油滴天目は、釉薬の酸化第2鉄が焼成の高温で、Fe3 O4と言うものになります。 これは、四三酸化鉄と言われる物質になり、酸素と鉄分が分解します。 これを黒色酸化鉄と言います。

詳しく説明すると、油滴天目の釉は、天目釉に比べ、弁柄(酸化第2鉄)の量が多く配合されてます。 1200〜1250度位までに、素地や釉薬からガスが出て、その為釉薬が泡立ちます。 これを泡痕と言います。 この泡に分離された鉄分が流れ込んで、結晶化します。 少しはしょりますが、綺麗な油滴になるためには、高温での焼成とそして、焼成後の冷却がゆっくりとなされなければなりません。 


ね。 面白いでしょう。 徐冷によって、釉薬の中の鉄分が表面に出て来て、油滴になります。 あの電気釜の中で、色々な化学反応が起きているんです。 同じようなメカニズムで、禾目(のぎめ)天目と言うものもあります。これは、鉄分が焼成で表面に出て来て溶けて、流れて、稲穂の穂先のように見える事で、このように呼ばれます。 ちがった呼び方で、兎の毛筋のように見えることで兎毫盞天目釉と呼びます。 これは、釉薬の鉄分が冷めるにしたがって、表面に吹きあがって出て来るものです。

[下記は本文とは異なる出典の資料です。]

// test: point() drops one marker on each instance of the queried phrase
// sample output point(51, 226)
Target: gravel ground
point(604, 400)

話がそれましたが、釉薬に飽和する以上の鉄分がないと、油滴天目にならないと言う事です。 うす掛けをすると、鉄分が少なくて表面に出て来ません。ですから、油滴天目は必ず厚掛けが必要になります。


ブロンズ釉が黒くなっていないのは、釉薬が溶けていないためだそうです。 ですから、油滴天目、ブロンズの作品共に、再焼成をすることになりました。


やきものは、土と火の芸術。 人間の力の及ばないところ、窯の中での自然現象による変化は陶芸の神のぞ知ると言うことになります。 興味のある方は釉薬についても勉強しましょう。